Not much is known about the Augusta National green jacket that was found in a Toronto thrift store in 1994. No one even is sure what year it dates from or who once wore it (the original owner’s name is cut out of it). The only thing most people agree upon is that it’s from the 1950s, probably before 1957 based on the style of tag inside it.
But what we do know is this: Augusta National has confirmed its authenticity, and it could be yours at auction Saturday if you have five figures to spend.
The bidding at Green Jacket Auctions opened at $5,000 and since has risen to $30,579. The auction closes at 8 p.m. EDT on Saturday night.

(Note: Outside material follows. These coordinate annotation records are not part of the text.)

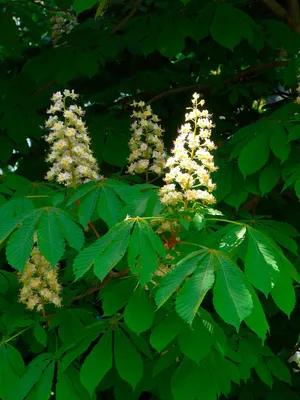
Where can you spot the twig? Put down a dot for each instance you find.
(127, 17)
(48, 8)
(100, 286)
(238, 77)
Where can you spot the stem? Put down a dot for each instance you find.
(226, 220)
(14, 336)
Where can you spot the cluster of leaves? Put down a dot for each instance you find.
(213, 316)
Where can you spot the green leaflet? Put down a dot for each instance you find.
(142, 252)
(163, 333)
(232, 300)
(32, 375)
(283, 293)
(113, 249)
(42, 389)
(20, 243)
(257, 319)
(71, 231)
(50, 237)
(109, 206)
(105, 253)
(139, 312)
(69, 386)
(11, 370)
(278, 369)
(196, 341)
(261, 265)
(97, 363)
(116, 294)
(194, 290)
(124, 353)
(182, 269)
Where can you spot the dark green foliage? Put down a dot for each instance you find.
(213, 314)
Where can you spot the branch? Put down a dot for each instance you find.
(48, 8)
(100, 286)
(127, 17)
(238, 77)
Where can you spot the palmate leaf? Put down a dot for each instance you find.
(71, 231)
(174, 279)
(50, 237)
(232, 300)
(139, 312)
(105, 253)
(109, 206)
(97, 363)
(261, 265)
(20, 243)
(194, 290)
(129, 363)
(142, 252)
(11, 370)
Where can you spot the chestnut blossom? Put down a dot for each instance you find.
(190, 166)
(39, 282)
(146, 144)
(71, 156)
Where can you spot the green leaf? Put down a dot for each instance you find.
(294, 133)
(116, 294)
(20, 243)
(88, 205)
(142, 257)
(32, 375)
(50, 237)
(257, 319)
(230, 25)
(42, 389)
(232, 239)
(283, 293)
(261, 265)
(278, 369)
(279, 143)
(263, 372)
(109, 206)
(86, 258)
(232, 299)
(254, 154)
(11, 370)
(69, 386)
(195, 342)
(139, 312)
(124, 353)
(194, 290)
(71, 231)
(114, 246)
(165, 332)
(173, 279)
(269, 178)
(97, 363)
(81, 5)
(40, 334)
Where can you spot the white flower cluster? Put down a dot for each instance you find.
(146, 144)
(71, 156)
(62, 25)
(39, 282)
(190, 166)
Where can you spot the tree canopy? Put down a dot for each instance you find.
(149, 199)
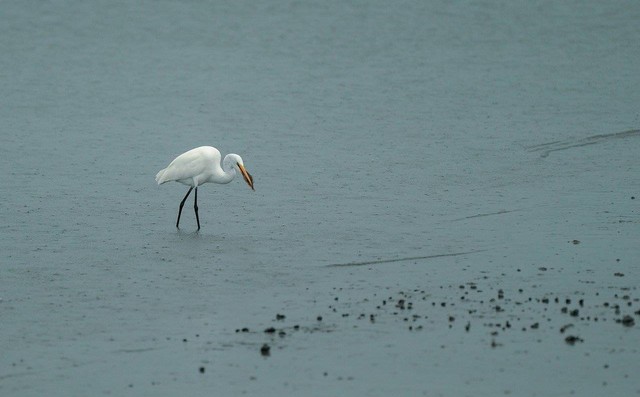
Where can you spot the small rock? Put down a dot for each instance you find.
(572, 339)
(627, 321)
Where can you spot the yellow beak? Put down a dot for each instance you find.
(247, 176)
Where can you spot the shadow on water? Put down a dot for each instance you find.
(380, 261)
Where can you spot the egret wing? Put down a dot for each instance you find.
(183, 168)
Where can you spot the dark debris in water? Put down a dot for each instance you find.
(469, 308)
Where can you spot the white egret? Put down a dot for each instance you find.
(199, 166)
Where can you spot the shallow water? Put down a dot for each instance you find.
(476, 160)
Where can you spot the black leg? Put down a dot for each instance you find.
(195, 208)
(182, 205)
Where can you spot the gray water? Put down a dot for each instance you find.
(445, 192)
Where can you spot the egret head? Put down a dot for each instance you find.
(238, 164)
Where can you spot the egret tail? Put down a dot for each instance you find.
(159, 177)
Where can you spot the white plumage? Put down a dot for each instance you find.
(199, 166)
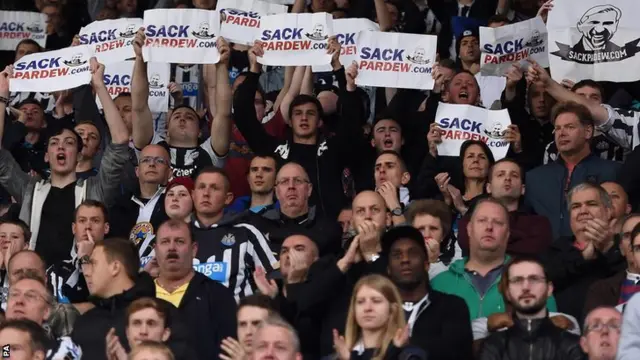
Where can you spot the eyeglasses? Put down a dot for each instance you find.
(599, 327)
(531, 279)
(153, 159)
(30, 296)
(296, 181)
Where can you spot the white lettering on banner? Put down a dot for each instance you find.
(395, 60)
(52, 70)
(589, 39)
(295, 39)
(241, 18)
(16, 26)
(346, 32)
(460, 123)
(112, 40)
(117, 78)
(514, 43)
(185, 36)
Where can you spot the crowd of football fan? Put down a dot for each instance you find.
(276, 213)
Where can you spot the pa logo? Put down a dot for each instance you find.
(35, 28)
(495, 131)
(318, 33)
(154, 82)
(76, 60)
(203, 32)
(418, 57)
(129, 31)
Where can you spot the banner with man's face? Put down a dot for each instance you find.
(594, 39)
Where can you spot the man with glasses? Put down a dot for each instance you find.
(137, 215)
(295, 215)
(533, 335)
(601, 333)
(619, 288)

Green jackets bearing the Augusta National logo are given to each member of the club plus each year’s Masters winner, a tradition that started with Sam Snead’s victory in 1949. However, only the Masters champion may take their green jacket off the grounds of the club, and then only for their one year on the throne. And so the mystery of this particular green jacket deepens: How on Earth did it get from Augusta National to a thrift store in Ontario, where it was purchased for $5 by an avid golfer who was rummaging through a pile of jackets and knew exactly what he was getting.
Augusta National only would confirm the jacket’s authenticity; it has refused to provide any other details about it, including who possibly once wore it.
Somehow, the Canadian green jacket wasn’t the only one that’s been unearthed at a thrift store. In late December 2015, a member’s jacket that was estimated to date back to the 1960s popped up at a nonprofit store that serves the elderly in Houston. The store sold it to a car dealership in Pennsylvania for what it would only describe as a “substantial amount … which will go a long way with helping our mission,” according to Golf.com’s Sean Zak.
Bob Zafian of Green Jacket Auctions told Zak that he had sold more than a dozen green jackets — the one given retroactively to Horton Smith, who won the first Masters in 1934, went for $682,000 at auction — so it’s not like seeing them in the wild is completely unheard of. But finding one in a Toronto thrift store: definitely bizarre.